By Junior Johnson
In 1868 the very first observed Memorial Day took place. This was done by a proclamation by General John Logan. He served in the Mexican-American War and later with the Union Army.
This Memorial Day was to celebrate the sacrifices of Civil War Veterans, both Union and Confederate. More than 20,000 graves from both sides were decorated in their honor.
Over the years this special day honored all who died in American Wars, as well as veterans who served and are currently serving in the military.
I pray that there will come a time when we will not have to bury fallen heroes who gave their lives to protect us.
Many years ago I had the honor of visiting Arlington National Cemetery. Looking out over that sea of white crosses was a very somber and humbling experience for me.
Our Country has had some of its finest men and women shed their blood and lose their lives on foreign soil. They made the ultimate sacrifice to make our world a safer place to live in.

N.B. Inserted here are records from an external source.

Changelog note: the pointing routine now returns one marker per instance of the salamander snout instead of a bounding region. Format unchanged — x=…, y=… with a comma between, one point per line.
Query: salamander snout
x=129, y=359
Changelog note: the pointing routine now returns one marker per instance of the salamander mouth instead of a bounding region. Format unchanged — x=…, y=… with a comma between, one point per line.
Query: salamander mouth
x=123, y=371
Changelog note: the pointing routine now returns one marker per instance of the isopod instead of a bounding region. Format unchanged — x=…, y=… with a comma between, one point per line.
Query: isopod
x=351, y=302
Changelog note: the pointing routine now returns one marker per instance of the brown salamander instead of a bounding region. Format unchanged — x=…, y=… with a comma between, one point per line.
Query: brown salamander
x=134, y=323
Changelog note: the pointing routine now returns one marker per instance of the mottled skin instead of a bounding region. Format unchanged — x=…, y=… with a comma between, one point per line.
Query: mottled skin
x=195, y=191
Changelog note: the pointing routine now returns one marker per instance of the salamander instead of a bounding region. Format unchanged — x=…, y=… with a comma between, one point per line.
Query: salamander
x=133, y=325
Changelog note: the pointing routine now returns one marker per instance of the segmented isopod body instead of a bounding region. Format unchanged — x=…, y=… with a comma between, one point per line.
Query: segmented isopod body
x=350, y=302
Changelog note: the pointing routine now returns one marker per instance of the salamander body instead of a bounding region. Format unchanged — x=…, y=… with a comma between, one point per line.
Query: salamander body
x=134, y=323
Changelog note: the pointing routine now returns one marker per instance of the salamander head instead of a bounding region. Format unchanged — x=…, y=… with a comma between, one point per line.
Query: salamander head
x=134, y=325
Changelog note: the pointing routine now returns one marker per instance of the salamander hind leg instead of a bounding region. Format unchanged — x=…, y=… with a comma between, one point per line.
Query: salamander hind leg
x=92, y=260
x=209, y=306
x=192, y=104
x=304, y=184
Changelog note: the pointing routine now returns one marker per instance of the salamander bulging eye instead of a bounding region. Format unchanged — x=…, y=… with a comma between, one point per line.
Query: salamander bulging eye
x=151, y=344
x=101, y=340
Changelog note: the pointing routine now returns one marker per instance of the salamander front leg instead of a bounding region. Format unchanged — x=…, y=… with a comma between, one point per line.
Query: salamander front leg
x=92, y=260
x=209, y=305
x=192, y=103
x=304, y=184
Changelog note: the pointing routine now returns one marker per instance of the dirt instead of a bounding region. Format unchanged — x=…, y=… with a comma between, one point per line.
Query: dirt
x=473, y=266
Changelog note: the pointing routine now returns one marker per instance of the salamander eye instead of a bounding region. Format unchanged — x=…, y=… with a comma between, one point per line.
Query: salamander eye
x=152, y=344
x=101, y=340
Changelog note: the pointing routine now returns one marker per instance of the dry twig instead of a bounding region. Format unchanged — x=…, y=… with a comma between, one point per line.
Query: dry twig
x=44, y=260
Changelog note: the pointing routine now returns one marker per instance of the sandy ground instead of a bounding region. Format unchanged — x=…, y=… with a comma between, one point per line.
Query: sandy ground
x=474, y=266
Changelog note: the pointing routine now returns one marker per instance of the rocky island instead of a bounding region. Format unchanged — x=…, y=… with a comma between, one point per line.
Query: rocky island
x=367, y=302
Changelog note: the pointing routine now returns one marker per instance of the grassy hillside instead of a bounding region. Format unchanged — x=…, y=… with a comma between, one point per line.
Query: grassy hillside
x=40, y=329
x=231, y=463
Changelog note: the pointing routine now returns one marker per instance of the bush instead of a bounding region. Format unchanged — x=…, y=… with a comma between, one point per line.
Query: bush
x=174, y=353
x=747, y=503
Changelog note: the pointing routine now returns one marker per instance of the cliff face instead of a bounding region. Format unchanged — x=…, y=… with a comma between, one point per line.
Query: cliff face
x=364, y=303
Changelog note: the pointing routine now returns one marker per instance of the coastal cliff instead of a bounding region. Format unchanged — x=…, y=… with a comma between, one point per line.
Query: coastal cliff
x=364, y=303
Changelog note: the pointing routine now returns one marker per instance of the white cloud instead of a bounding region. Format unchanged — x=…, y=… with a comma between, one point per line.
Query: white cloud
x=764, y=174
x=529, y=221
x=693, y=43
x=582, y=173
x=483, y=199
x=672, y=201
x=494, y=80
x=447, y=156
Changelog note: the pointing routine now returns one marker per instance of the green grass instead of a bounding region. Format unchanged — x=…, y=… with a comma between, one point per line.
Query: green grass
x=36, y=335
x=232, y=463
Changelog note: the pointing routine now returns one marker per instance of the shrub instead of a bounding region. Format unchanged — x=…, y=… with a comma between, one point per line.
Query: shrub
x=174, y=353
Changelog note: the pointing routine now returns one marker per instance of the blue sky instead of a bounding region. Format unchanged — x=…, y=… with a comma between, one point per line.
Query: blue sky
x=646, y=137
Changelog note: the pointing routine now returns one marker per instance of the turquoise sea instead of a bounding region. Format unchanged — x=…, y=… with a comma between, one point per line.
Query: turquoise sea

My Father, Harvis Johnson Sr., proudly served under General Patton during World War II. He was a young and innocent boy when he finished his training in Biloxi, Mississippi and traveled overseas to serve his Country.
Although his life was spared in that terrible War, he carried its memories the rest of his life.
I never served in the military, but had several of my high school classmates who did. Pictured at the top of this column is my dear friend Billy Spillman relaxing between combat missions while serving in Vietnam. Pictured at the bottom is my father Harvis Johnson Sr.
I make it a point to shake the hand of a person in uniform when I can and I encourage you to do the same. It means a lot to them to know that we care.
Give thanks to all who died and served our Country on their special day. We would not be able to enjoy the freedom that we have today where it not for their unselfish sacrifices.